= Draft History of Qing =

Unfinished official history of the Qing dynasty

The Draft History of Qing (清史稿 (Qīngshǐ gǎo)) is a draft of the official history of the Qing dynasty compiled and written by a team of over 100 historians led by Zhao Erxun who were hired by the Beiyang government of the Republic of China. The draft was published in 1928, but the Chinese Civil War caused a lack of funding for the project and it was put to an end in 1930. The two sides of the Chinese civil war, the People's Republic of China and Republic of China have attempted to complete it.

==History==
China has a tradition of official history compilation, through which new dynasties justified their legally constituted authority by narrating the history of the preceding dynasty.

The Qing imperial court had previously established a Bureau of State Historiography that pre-compiled its own dynastic history.

The massive book was started in 1914, and the rough copy was finished in about 1927.

1,100 copies of the book were published. The Beiyang government moved 400 of the original draft into the northern provinces, where it re-edited the content twice, thus creating three different versions of the book.

It was banned by the Nationalist Government in 1930. The ban was never officially lifted. No further work was actually tried until 1960 in Taiwan and 2000 in PRC. This was partly due to continued warfare including the Second Sino-Japanese War (1937–1945). According to historian Hsi-yuan Chen, further work was discouraged by the obsolescence of the Imperial Chinese conceptions of political legitimacy and historiography, which the making of an "official history" inherently assumed.

==Contents==
The draft contains 529 volumes.
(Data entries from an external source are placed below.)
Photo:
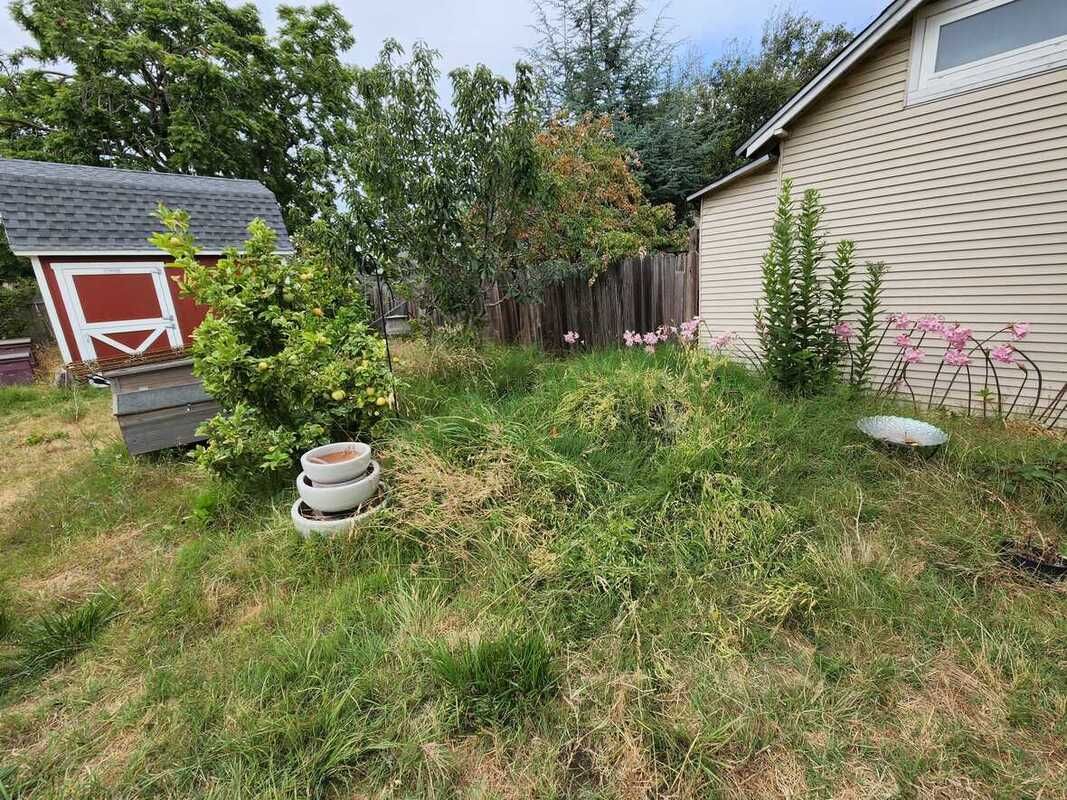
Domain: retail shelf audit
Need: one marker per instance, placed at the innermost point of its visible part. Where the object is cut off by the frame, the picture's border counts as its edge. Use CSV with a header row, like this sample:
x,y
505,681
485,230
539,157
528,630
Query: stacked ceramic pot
x,y
339,484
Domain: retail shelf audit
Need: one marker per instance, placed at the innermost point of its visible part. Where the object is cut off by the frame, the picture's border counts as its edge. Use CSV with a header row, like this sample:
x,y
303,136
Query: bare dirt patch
x,y
114,558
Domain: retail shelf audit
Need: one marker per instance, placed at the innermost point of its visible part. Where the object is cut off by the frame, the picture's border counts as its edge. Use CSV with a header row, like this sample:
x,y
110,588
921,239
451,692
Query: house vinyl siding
x,y
965,198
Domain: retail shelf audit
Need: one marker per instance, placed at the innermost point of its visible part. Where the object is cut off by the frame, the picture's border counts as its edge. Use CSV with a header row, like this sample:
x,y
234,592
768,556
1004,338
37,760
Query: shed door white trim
x,y
85,333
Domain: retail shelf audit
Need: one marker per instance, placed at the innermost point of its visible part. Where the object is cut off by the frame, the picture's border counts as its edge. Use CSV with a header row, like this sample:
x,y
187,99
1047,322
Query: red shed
x,y
109,293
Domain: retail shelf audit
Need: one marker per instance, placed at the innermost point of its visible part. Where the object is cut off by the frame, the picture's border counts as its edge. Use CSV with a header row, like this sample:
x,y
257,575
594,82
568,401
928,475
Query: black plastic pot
x,y
1041,564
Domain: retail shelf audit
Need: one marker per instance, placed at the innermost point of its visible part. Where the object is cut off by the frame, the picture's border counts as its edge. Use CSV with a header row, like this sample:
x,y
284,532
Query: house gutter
x,y
760,163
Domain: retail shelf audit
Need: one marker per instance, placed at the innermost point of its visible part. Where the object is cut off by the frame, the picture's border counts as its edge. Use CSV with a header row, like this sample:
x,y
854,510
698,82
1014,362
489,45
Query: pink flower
x,y
1003,353
687,331
929,323
844,331
956,336
1019,330
913,355
901,321
956,357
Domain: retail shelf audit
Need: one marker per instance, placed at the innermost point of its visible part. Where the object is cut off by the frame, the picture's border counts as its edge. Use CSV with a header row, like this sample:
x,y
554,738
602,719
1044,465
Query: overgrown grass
x,y
496,681
608,576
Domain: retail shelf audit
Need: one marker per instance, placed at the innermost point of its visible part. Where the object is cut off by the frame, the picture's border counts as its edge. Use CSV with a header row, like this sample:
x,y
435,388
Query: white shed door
x,y
118,309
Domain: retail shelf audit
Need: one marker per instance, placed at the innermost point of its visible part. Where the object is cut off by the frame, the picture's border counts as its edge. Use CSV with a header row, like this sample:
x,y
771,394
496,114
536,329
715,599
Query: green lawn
x,y
601,577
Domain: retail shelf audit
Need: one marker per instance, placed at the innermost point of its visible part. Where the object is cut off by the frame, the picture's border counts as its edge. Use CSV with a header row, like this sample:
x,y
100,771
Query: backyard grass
x,y
608,576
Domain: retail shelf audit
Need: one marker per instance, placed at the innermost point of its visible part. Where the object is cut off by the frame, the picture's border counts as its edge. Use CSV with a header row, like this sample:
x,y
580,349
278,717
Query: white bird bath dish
x,y
903,432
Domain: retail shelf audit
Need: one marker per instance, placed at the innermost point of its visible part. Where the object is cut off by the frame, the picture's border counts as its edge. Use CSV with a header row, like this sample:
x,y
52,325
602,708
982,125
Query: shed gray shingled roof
x,y
57,209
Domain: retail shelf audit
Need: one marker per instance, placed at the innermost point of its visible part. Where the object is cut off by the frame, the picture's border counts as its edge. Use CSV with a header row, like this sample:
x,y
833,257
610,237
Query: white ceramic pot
x,y
336,463
337,497
308,528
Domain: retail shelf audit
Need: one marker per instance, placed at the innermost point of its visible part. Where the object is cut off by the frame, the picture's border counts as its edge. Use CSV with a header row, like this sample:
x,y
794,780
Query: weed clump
x,y
648,403
497,681
56,638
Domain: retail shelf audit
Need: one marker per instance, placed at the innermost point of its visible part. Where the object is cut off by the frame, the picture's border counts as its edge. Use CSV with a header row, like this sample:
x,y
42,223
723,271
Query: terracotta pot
x,y
337,463
336,497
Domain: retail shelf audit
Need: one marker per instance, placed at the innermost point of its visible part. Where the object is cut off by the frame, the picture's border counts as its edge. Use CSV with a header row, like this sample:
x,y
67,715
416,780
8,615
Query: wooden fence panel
x,y
638,293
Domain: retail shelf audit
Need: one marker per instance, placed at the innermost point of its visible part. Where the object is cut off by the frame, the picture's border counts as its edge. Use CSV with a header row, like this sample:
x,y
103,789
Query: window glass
x,y
1000,30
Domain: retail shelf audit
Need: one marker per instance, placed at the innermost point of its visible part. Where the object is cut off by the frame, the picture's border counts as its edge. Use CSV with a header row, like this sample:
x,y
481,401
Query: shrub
x,y
497,681
16,317
800,318
286,350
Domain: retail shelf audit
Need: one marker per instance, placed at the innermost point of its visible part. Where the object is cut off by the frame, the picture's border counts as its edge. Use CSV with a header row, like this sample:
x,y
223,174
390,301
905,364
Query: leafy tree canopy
x,y
593,57
749,89
684,118
591,210
182,85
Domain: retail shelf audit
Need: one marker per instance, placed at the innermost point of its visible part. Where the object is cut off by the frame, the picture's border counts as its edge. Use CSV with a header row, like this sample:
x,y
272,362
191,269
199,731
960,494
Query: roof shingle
x,y
56,209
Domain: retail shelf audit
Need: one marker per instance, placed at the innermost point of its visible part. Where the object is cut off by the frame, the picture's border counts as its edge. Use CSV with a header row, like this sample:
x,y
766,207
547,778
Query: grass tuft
x,y
57,637
497,681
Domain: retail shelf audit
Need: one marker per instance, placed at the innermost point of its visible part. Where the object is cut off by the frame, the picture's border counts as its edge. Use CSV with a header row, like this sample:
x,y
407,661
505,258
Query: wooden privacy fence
x,y
638,293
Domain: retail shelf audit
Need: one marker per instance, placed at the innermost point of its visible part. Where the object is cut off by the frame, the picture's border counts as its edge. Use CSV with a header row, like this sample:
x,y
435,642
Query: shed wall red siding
x,y
189,314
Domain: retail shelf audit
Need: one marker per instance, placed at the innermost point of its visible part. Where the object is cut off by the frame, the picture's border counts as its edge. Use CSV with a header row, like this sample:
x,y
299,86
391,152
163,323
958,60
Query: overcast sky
x,y
493,32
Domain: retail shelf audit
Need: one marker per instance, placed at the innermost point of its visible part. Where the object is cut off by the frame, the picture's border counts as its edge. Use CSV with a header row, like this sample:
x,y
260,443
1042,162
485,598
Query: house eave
x,y
760,163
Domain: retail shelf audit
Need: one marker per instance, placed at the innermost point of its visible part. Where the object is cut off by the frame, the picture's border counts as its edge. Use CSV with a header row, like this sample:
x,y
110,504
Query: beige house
x,y
938,140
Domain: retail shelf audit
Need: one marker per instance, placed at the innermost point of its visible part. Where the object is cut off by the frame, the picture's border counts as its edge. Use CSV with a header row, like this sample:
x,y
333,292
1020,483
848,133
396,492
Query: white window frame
x,y
85,332
924,84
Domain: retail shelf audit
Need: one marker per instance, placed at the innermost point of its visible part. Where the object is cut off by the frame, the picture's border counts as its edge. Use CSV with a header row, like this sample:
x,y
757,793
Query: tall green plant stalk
x,y
775,316
868,340
798,316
It attempts to follow the form of previous official histories, and is organized into four sections:

- Annals, chronicling the reigns of emperors
- Treatises, detailing specific events
- Tables, containing lists of important people in important posts or royal lineages
- Biographies, written about notable or representative people.

==Shortcomings==
Because of the lack of funding, the authors were forced to publish quickly, and consequently this project was never finished, remaining in the draft stage. In rushing to publication, the authors were motivated by the political instability of the period. The authors openly acknowledged their rush, and admitted there may have been factual or superficial errors.

The draft was later criticized for being biased against the Xinhai Revolution. Notably, it does not have records of historical figures in the revolution, even those that had been born before the end of the Qing dynasty, although it includes biographies of various others who were born after the collapse of the Qing dynasty. The historians, who were Qing loyalists and/or sympathizers, had a tendency to villainize the revolutionaries. In fact, the draft completely avoided the use of the Republic of China calendar, which was unacceptable for an official history meant to endorse the rise of a new regime.

==Modern attempts==

In 1961, to commemorate the 50th anniversary of the declaration of the Republic of China, the Republic of China government in Taiwan published its own History of Qing, added 21 supplementary chapters to the Draft History of Qing and revised many existing chapters to denounce the Chinese Communist Party (CCP) as an illegitimate, impostor regime. It also removed the passages that were derogatory towards the Xinhai Revolution. This edition has not been accepted as the official History of Qing because it is recognized that it was a rushed job published for political purposes. Neither does it correct most of the many errors known to exist in the Draft History of Qing.

An additional project, attempting to actually write a New History of Qing incorporating new materials and improvements in historiography, lasted from 1988 to 2000 and published only 33 chapters out of the over 500 projected. The New History was abandoned because of the rise of the Pan-Green Coalition, which saw Taiwan as a separate entity from China and therefore not as the new Chinese regime that would be responsible for writing the official history of the previous dynasty.

In 1961, the People's Republic of China also attempted to complete writing the history of the Qing dynasty, but the historians were prevented from doing so by the Cultural Revolution which started in 1966.

In 2002, the PRC once again announced that it would complete the History of Qing. The project was approved in 2003, and put under the leadership of historian Dai Yi. Initially planned to be completed in 10 years, the completion of the first draft was later pushed to 2016. Chinese Social Sciences Today reported in April 2020 that the project's results were being reviewed. The draft was rejected in November 2023, apparently because of official discontent with the narrative it presented and the influence of the so-called New Qing History school. Following the 2023 review failure, the CCP has requested historians make changes to the tome to better align with Xi Jinping's vision for the future. According to Mark Elliot, a prominent historian of the NQH school, "though the project was always going to be scholarship in service to politics, the scholarship still came first. Now politics comes first and the chapters they have are useless to them."